Hunger after storm
Hurricane Sandy’s damage in the Caribbean
(06.11.2012) Almost two weeks ago, Hurricane Sandy left a trail of destruction through the Caribbean islands Haiti and Cuba. Cleaning-up operations are in full swing in order to make the submerged streets accessible again and rebuild destroyed houses. However, the imminent food crisis poses the greatest risk to both countries.
“70 per cent of the harvest has been destroyed and in the agricultural sector alone, the damages add up to 120 million dollars. Most people survived the storm, but now their existence is threatened by hunger,” Dirk Guenther, Regional Director of Welthungerhilfe, describes the difficult situation on site. Following the earthquake two-and-a-half years ago, the people have already had to deal with the consequences of a drought and with the latest tropical storm Isaac this year. “Now, the entire harvest and, above all, the fields have also been destroyed again and the families have no reserves of any kind to survive this emergency as well. Without outside help, they will not be able to survive until the next big harvest in May,” says Guenther.
Cuba is likewise threatened by a severe food crisis as the hurricane destroyed those regions that are usually crucial for the country’s central food supply.
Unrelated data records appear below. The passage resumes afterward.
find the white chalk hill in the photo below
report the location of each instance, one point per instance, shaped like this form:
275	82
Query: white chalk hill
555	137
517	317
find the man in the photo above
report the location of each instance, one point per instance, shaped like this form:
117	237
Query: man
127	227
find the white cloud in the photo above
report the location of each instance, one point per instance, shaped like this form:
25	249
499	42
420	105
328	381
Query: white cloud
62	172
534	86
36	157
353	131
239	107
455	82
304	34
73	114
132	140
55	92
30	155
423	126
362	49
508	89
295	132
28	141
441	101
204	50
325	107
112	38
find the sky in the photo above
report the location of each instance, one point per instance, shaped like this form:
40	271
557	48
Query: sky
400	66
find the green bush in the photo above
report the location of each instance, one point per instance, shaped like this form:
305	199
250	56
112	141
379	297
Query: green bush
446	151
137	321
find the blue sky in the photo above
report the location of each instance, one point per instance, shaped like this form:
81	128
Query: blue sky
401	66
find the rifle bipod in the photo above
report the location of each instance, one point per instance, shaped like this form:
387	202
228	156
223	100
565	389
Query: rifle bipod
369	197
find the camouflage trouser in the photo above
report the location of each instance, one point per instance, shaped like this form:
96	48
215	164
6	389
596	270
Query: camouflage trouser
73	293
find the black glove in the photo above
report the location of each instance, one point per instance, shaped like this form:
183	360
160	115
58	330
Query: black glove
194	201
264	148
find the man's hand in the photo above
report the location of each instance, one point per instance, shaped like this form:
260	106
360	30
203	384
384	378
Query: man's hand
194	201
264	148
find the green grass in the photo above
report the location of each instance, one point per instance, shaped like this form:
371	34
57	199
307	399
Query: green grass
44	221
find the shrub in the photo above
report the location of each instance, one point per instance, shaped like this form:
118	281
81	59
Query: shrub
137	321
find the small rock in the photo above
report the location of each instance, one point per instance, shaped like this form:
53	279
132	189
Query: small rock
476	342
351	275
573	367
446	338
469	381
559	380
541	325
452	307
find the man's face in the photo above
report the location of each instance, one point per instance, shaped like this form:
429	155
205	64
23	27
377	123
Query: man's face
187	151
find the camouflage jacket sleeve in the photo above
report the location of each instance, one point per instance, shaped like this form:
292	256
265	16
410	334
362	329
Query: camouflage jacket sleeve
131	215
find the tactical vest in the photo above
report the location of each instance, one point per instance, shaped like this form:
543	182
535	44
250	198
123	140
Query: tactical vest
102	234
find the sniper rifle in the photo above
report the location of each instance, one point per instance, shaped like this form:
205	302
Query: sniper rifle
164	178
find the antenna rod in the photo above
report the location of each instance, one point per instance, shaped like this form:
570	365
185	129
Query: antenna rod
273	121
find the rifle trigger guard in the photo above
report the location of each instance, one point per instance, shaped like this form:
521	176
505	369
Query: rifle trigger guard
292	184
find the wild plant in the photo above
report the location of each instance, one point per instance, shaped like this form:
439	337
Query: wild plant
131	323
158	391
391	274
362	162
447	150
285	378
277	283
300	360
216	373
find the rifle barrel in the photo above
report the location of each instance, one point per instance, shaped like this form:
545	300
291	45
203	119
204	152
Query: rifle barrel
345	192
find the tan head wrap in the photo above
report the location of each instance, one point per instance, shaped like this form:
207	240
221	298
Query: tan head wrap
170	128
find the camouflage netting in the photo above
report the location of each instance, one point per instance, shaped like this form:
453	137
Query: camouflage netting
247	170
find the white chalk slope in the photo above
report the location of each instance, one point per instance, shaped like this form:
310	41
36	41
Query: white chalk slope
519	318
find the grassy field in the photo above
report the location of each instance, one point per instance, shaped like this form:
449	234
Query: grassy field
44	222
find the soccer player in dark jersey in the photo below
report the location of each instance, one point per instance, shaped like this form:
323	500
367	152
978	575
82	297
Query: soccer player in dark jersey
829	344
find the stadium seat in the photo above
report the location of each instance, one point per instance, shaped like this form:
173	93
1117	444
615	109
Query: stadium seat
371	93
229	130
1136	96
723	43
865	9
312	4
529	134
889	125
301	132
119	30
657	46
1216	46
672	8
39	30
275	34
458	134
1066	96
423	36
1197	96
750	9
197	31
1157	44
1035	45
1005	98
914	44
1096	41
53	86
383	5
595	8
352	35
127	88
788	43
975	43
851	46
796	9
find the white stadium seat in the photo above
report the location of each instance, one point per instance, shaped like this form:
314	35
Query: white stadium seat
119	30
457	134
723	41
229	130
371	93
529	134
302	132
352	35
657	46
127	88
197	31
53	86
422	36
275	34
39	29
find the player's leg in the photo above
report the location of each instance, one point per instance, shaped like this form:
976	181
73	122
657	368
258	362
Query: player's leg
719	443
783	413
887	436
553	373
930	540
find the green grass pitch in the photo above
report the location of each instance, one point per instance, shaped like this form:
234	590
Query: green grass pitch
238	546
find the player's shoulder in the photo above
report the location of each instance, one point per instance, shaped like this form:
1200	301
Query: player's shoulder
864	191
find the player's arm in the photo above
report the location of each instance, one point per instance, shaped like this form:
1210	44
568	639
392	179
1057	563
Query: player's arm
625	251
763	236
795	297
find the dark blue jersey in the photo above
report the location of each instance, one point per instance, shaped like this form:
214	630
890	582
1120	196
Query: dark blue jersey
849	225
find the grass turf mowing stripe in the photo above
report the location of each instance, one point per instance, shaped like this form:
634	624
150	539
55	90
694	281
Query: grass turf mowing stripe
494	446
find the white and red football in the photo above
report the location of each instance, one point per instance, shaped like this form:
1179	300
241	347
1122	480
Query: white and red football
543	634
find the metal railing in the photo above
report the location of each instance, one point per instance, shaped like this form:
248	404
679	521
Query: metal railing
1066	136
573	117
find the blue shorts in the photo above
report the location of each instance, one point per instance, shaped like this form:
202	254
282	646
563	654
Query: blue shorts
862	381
Welthungerhilfe supports the reconstruction efforts of the victims in Haiti and Cuba. A first step is the distribution of construction materials for repairing houses and of hygiene kits to prevent Cholera from spreading. In Haiti, the cleaning-up operations are connected with monetary compensation to enable the poorest to buy food. As a next step, farmers should be supported with seeds and tools in order to prepare the next sowing.